Saturday, February 24, 2007

Index arbitrage with XLE

In looking for pairs of financial instruments to pair trade, we do not have to limit ourselves to pairs that occur in "nature". We can often construct our own baskets of stocks to trade against an index (or an ETF representing this index). In fact, such pairs usually show better cointegration properties than any stock or ETF pairs. I have alluded to this index arbitrage idea in an earlier post, and the details of the methodology are explained in my articles for Subscribers. I tried this strategy on favorite sector ETF: the energy SPDR XLE.

XLE is composed of some 33 stocks (as of 2/16/2007). Our goal is to pick some smaller subset of these stocks to form a basket. We pick them based on how well they cointegrate with XLE. How big should this subset be? The higher the number, the better this basket cointegrates with XLE, but the smaller the profits. (If you include all stocks in XLE in this basket, then the basket cointegrates perfectly with XLE, but there will be no trading opportunities!) The lower the number, the higher the (specific) risk as well as return. So it is more of a personal risk-return preference than any scientific criterion which determines how many stocks to pick. I pick a basket with 10 stocks. I have found that this basket cointegrates with XLE with better than 99% probability since 2001/05/22. The half-life for mean-reversion is about 20 days, which means you have to hold a position for at most a quarter. (My own rule is to exit when the spread hasn't reverted in 3 times the half-life.) If you enter into a position when the z-score is about ±2, you can expect a profit of about $2,000 on an investment of about $58,000 on one side. This comes to a return per trade of about 3%. You can of course boost this return by using options to implement the XLE position instead.

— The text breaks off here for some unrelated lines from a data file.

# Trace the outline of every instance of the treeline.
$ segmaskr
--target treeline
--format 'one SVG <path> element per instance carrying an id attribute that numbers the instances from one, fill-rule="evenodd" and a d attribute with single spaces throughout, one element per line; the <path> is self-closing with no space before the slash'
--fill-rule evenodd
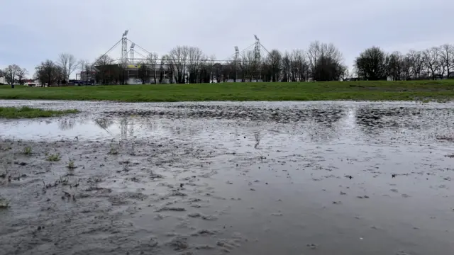
<path id="1" fill-rule="evenodd" d="M 137 68 L 128 68 L 134 64 Z M 305 50 L 272 50 L 258 56 L 253 50 L 218 61 L 196 47 L 177 46 L 167 54 L 150 53 L 139 62 L 116 62 L 104 55 L 93 62 L 77 60 L 62 53 L 56 61 L 48 60 L 35 67 L 34 78 L 43 84 L 65 84 L 77 69 L 80 79 L 98 84 L 126 84 L 129 78 L 147 83 L 210 83 L 226 81 L 306 81 L 358 80 L 411 80 L 454 78 L 454 46 L 443 45 L 406 53 L 386 52 L 378 47 L 364 50 L 348 72 L 342 53 L 331 43 L 311 42 Z M 82 74 L 84 74 L 82 75 Z M 0 70 L 8 83 L 19 83 L 28 72 L 16 64 Z"/>
<path id="2" fill-rule="evenodd" d="M 65 84 L 77 67 L 84 63 L 77 61 L 71 54 L 62 53 L 56 61 L 48 60 L 38 64 L 35 68 L 33 78 L 49 85 Z M 28 74 L 26 69 L 21 68 L 17 64 L 10 64 L 3 70 L 0 69 L 0 76 L 4 76 L 9 84 L 23 84 Z"/>
<path id="3" fill-rule="evenodd" d="M 361 52 L 354 64 L 358 78 L 365 80 L 454 79 L 454 46 L 445 44 L 406 54 L 372 47 Z"/>
<path id="4" fill-rule="evenodd" d="M 159 81 L 167 70 L 167 76 L 178 84 L 228 80 L 287 82 L 337 81 L 348 73 L 340 52 L 333 44 L 318 41 L 311 43 L 306 50 L 281 52 L 272 50 L 260 57 L 253 50 L 230 61 L 216 62 L 214 57 L 206 56 L 196 47 L 177 46 L 160 58 L 155 53 L 150 54 L 140 63 L 138 76 L 143 81 L 149 76 Z"/>
<path id="5" fill-rule="evenodd" d="M 28 74 L 26 69 L 17 64 L 10 64 L 4 69 L 0 69 L 0 77 L 4 77 L 8 84 L 23 84 L 26 76 Z"/>

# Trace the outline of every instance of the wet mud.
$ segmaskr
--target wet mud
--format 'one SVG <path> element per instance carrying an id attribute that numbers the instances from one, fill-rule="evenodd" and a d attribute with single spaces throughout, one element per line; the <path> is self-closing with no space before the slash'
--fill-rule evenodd
<path id="1" fill-rule="evenodd" d="M 1 254 L 450 254 L 454 110 L 0 101 Z"/>

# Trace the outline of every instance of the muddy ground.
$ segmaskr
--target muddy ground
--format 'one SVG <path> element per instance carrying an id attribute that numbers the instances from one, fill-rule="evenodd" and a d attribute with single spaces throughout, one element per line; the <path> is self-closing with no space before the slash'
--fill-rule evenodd
<path id="1" fill-rule="evenodd" d="M 19 104 L 0 254 L 454 252 L 453 105 Z"/>

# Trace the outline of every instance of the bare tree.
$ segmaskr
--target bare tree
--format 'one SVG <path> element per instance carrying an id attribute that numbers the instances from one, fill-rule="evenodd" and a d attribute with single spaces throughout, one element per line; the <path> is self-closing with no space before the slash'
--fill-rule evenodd
<path id="1" fill-rule="evenodd" d="M 177 46 L 170 50 L 167 56 L 169 67 L 172 67 L 176 73 L 175 78 L 177 84 L 185 83 L 188 55 L 189 47 Z"/>
<path id="2" fill-rule="evenodd" d="M 189 47 L 187 54 L 187 71 L 189 72 L 188 81 L 190 84 L 196 83 L 197 76 L 200 72 L 204 52 L 196 47 Z"/>
<path id="3" fill-rule="evenodd" d="M 392 77 L 394 81 L 400 81 L 402 74 L 403 56 L 399 52 L 391 53 L 388 59 L 388 76 Z"/>
<path id="4" fill-rule="evenodd" d="M 68 81 L 70 76 L 77 68 L 79 62 L 77 62 L 76 57 L 70 53 L 61 53 L 58 55 L 58 64 L 63 70 L 63 76 L 65 80 Z"/>
<path id="5" fill-rule="evenodd" d="M 282 55 L 276 49 L 272 50 L 270 52 L 270 55 L 268 55 L 267 57 L 265 59 L 265 63 L 269 69 L 270 81 L 279 81 L 281 72 L 282 60 Z"/>
<path id="6" fill-rule="evenodd" d="M 17 70 L 17 79 L 19 82 L 19 84 L 23 84 L 23 79 L 26 76 L 28 75 L 28 71 L 25 68 L 19 68 Z"/>
<path id="7" fill-rule="evenodd" d="M 290 72 L 292 68 L 292 60 L 290 57 L 290 53 L 289 52 L 285 52 L 282 59 L 282 81 L 283 82 L 289 82 L 290 79 Z"/>
<path id="8" fill-rule="evenodd" d="M 438 52 L 440 64 L 443 66 L 444 75 L 444 70 L 446 70 L 446 75 L 449 76 L 451 73 L 453 65 L 454 62 L 454 46 L 448 44 L 443 45 L 440 47 L 440 51 Z"/>
<path id="9" fill-rule="evenodd" d="M 138 78 L 142 81 L 142 84 L 145 84 L 151 77 L 151 69 L 149 64 L 145 62 L 139 64 L 138 72 Z"/>
<path id="10" fill-rule="evenodd" d="M 13 84 L 16 82 L 17 75 L 21 70 L 21 67 L 17 64 L 10 64 L 4 70 L 5 79 L 9 84 Z"/>
<path id="11" fill-rule="evenodd" d="M 157 84 L 157 77 L 156 77 L 156 74 L 157 74 L 157 53 L 156 52 L 151 52 L 150 54 L 148 54 L 148 55 L 147 56 L 147 64 L 150 65 L 150 71 L 152 72 L 152 76 L 154 78 L 155 80 L 155 84 Z M 164 71 L 164 69 L 162 69 L 162 71 Z M 162 75 L 164 75 L 164 74 L 162 74 Z M 162 81 L 160 81 L 160 82 L 161 82 Z"/>
<path id="12" fill-rule="evenodd" d="M 311 72 L 311 78 L 313 79 L 315 79 L 316 74 L 316 66 L 317 64 L 317 60 L 320 57 L 320 48 L 321 43 L 319 41 L 315 41 L 311 42 L 309 47 L 307 50 L 307 57 L 309 64 L 309 69 Z"/>
<path id="13" fill-rule="evenodd" d="M 436 79 L 436 73 L 439 64 L 439 50 L 436 47 L 426 50 L 423 52 L 423 61 L 427 69 L 427 73 L 431 74 L 433 79 Z"/>
<path id="14" fill-rule="evenodd" d="M 316 81 L 340 80 L 347 69 L 342 53 L 332 43 L 320 44 L 319 49 L 313 77 Z"/>
<path id="15" fill-rule="evenodd" d="M 292 52 L 292 75 L 294 81 L 306 81 L 309 75 L 306 55 L 302 50 Z"/>
<path id="16" fill-rule="evenodd" d="M 355 60 L 355 68 L 358 78 L 372 81 L 385 79 L 387 54 L 378 47 L 367 49 Z"/>
<path id="17" fill-rule="evenodd" d="M 106 55 L 98 57 L 93 64 L 94 68 L 97 69 L 99 83 L 103 84 L 111 84 L 114 81 L 114 71 L 118 72 L 118 67 L 113 66 L 114 60 Z"/>
<path id="18" fill-rule="evenodd" d="M 415 79 L 420 79 L 421 73 L 423 71 L 424 65 L 422 52 L 411 50 L 406 55 L 409 60 L 410 76 Z"/>
<path id="19" fill-rule="evenodd" d="M 41 62 L 35 69 L 36 78 L 40 80 L 41 84 L 47 84 L 49 86 L 56 84 L 62 76 L 60 75 L 62 74 L 61 69 L 52 60 L 48 60 Z"/>

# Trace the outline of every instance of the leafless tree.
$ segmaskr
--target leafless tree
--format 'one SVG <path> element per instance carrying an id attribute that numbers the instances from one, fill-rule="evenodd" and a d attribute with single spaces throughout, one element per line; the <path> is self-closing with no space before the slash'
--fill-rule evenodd
<path id="1" fill-rule="evenodd" d="M 284 52 L 281 63 L 283 82 L 289 82 L 290 80 L 290 72 L 292 71 L 292 59 L 289 52 Z"/>
<path id="2" fill-rule="evenodd" d="M 265 64 L 269 69 L 270 81 L 279 81 L 281 72 L 282 61 L 282 55 L 279 50 L 276 49 L 272 50 L 265 59 Z"/>
<path id="3" fill-rule="evenodd" d="M 142 84 L 145 84 L 149 81 L 150 77 L 151 77 L 151 66 L 143 62 L 140 63 L 138 67 L 138 76 L 142 81 Z"/>
<path id="4" fill-rule="evenodd" d="M 17 70 L 17 79 L 19 82 L 19 84 L 23 84 L 23 79 L 26 76 L 28 75 L 28 71 L 25 68 L 19 68 Z"/>
<path id="5" fill-rule="evenodd" d="M 196 47 L 188 47 L 187 71 L 189 73 L 189 83 L 194 84 L 196 82 L 197 76 L 200 72 L 200 66 L 204 58 L 206 59 L 206 57 L 204 57 L 204 52 L 201 50 Z"/>
<path id="6" fill-rule="evenodd" d="M 424 65 L 422 52 L 421 51 L 411 50 L 406 54 L 406 56 L 409 60 L 411 76 L 415 79 L 420 79 Z"/>
<path id="7" fill-rule="evenodd" d="M 438 55 L 440 64 L 443 66 L 443 71 L 445 69 L 445 74 L 449 76 L 453 65 L 454 65 L 454 46 L 448 44 L 441 45 Z M 442 74 L 445 74 L 444 72 Z"/>
<path id="8" fill-rule="evenodd" d="M 167 55 L 167 63 L 170 67 L 174 69 L 177 84 L 184 84 L 186 81 L 189 48 L 187 46 L 177 46 Z"/>
<path id="9" fill-rule="evenodd" d="M 9 84 L 13 84 L 16 82 L 17 76 L 21 71 L 21 67 L 17 64 L 10 64 L 4 70 L 5 79 Z"/>
<path id="10" fill-rule="evenodd" d="M 394 81 L 400 81 L 402 74 L 403 56 L 399 52 L 391 53 L 388 59 L 387 76 Z"/>
<path id="11" fill-rule="evenodd" d="M 118 67 L 113 67 L 113 63 L 114 60 L 106 55 L 100 56 L 94 61 L 93 66 L 98 71 L 96 80 L 99 83 L 108 84 L 114 81 L 114 71 L 117 72 L 118 70 L 115 68 Z"/>
<path id="12" fill-rule="evenodd" d="M 35 69 L 36 78 L 41 84 L 47 84 L 49 86 L 57 84 L 59 79 L 62 76 L 61 68 L 52 60 L 42 62 Z"/>
<path id="13" fill-rule="evenodd" d="M 306 55 L 302 50 L 292 52 L 292 75 L 294 81 L 306 81 L 309 75 Z"/>
<path id="14" fill-rule="evenodd" d="M 355 60 L 355 69 L 360 79 L 372 81 L 386 79 L 387 68 L 387 54 L 378 47 L 366 49 Z"/>
<path id="15" fill-rule="evenodd" d="M 342 53 L 332 43 L 319 45 L 319 56 L 316 63 L 312 70 L 316 81 L 338 81 L 347 69 Z"/>
<path id="16" fill-rule="evenodd" d="M 77 69 L 79 63 L 76 57 L 72 54 L 61 53 L 58 55 L 58 64 L 63 70 L 65 80 L 67 81 L 70 80 L 70 76 Z"/>
<path id="17" fill-rule="evenodd" d="M 436 73 L 439 64 L 439 50 L 436 47 L 426 50 L 423 52 L 423 61 L 427 73 L 431 74 L 433 79 L 436 79 Z"/>
<path id="18" fill-rule="evenodd" d="M 315 69 L 316 65 L 317 64 L 317 60 L 320 57 L 320 42 L 314 41 L 311 42 L 307 50 L 307 57 L 311 72 L 311 78 L 312 78 L 313 79 L 315 79 Z"/>
<path id="19" fill-rule="evenodd" d="M 157 84 L 157 53 L 151 52 L 147 56 L 147 64 L 150 67 L 150 71 L 152 72 L 152 76 L 155 80 L 155 84 Z M 164 75 L 164 74 L 162 74 Z"/>

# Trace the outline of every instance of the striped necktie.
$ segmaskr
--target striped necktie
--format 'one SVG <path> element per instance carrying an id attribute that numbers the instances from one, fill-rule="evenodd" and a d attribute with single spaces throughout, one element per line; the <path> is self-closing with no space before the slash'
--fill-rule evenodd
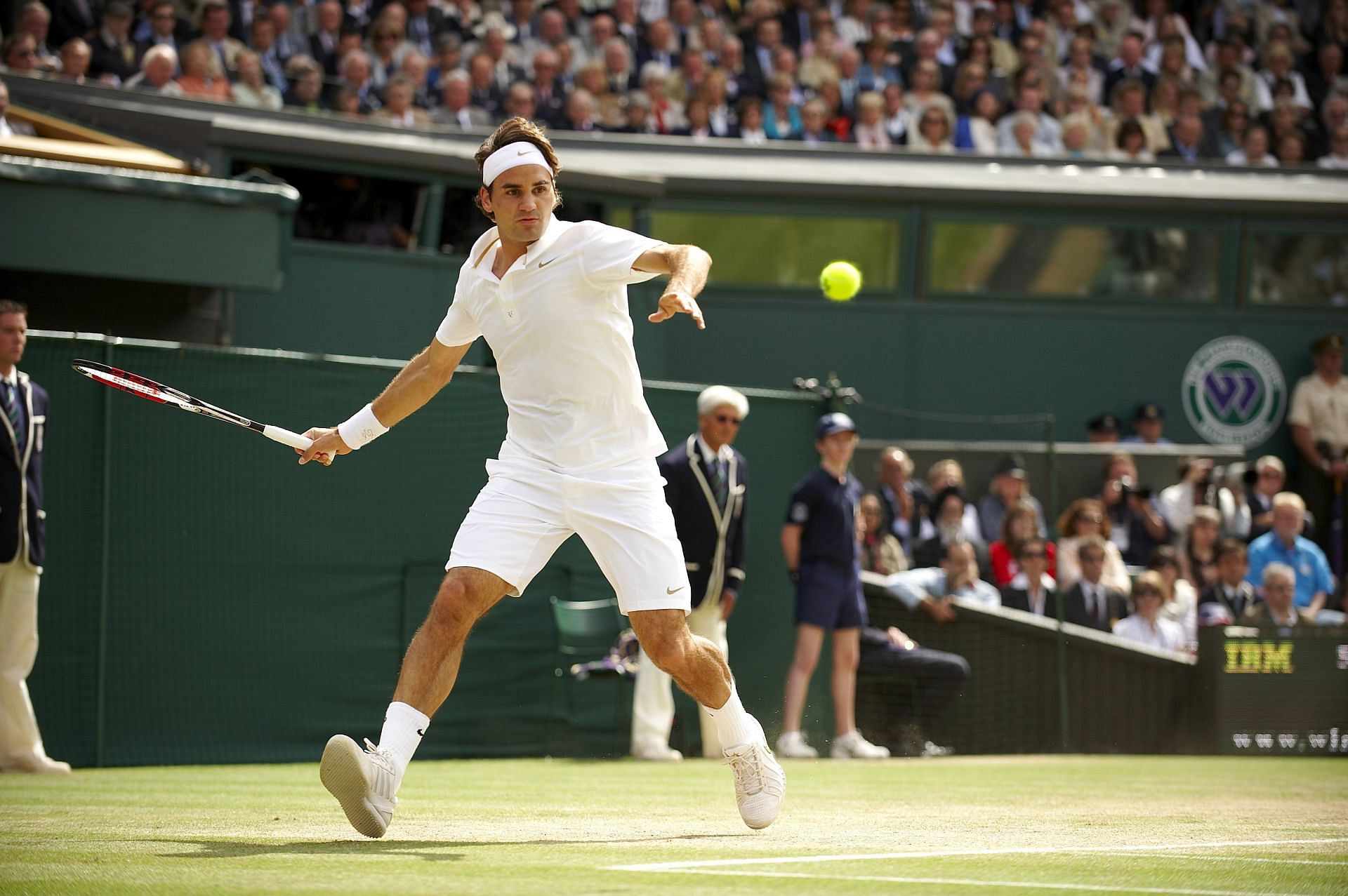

As an aside, if you use Interactive Brokers, you can easily trade an entire basket of stocks using their Basket Trader.

I have created an online spreadsheet with (almost) real-time values of this spread in the subscription area. (The detailed composition of this basket of 10 stocks are also described there.) Note that in theory, every time the XLE changes composition, we will have to re-compute our basket composition as well. But fortunately XLE composition does not change very much or very often, so I will only update my basket at most once a month.



22 Comments:

Blogger neilfe said...

Ernest

I really enjoy reading your blog...I would like to know if there are any programs you are aware of where I can find co-integration properties between baskets of stocks (ie - Insurance stocks, Homebuilders)..I am looking to trade WITHIN basets of stocks (ie - track 6 homebuilders and be long 1 or 2 and short 1 or 2 at any given time)

You can reach me directly at Ysettle@earthlink.net if you have any ideas

Neil

Saturday, February 24, 2007 5:57:00 PM EST  
Blogger neilfe said...

Ernest

I really enjoy reading your blog...I would like to know if there are any programs you are aware of where I can find co-integration properties between baskets of stocks (ie - Insurance stocks, Homebuilders)..I am looking to trade WITHIN basets of stocks (ie - track 6 homebuilders and be long 1 or 2 and short 1 or 2 at any given time)

You can reach me directly at Ysettle@earthlink.net if you have any ideas

Neil

Saturday, February 24, 2007 5:57:00 PM EST  
Anonymous Anonymous said...

First, thanks for these 2 great little explanations of a cointegration trade.

cointegration-is-not-same-as.html
gold-vs-gold-miners-another-arbitrage.html

Wednesday, February 28, 2007 8:08:00 PM EST  
Anonymous Anonymous said...

> you can expect a profit of about $2,000 on an investment of about $58,000 on one side.

Next, excuse the following newbie question.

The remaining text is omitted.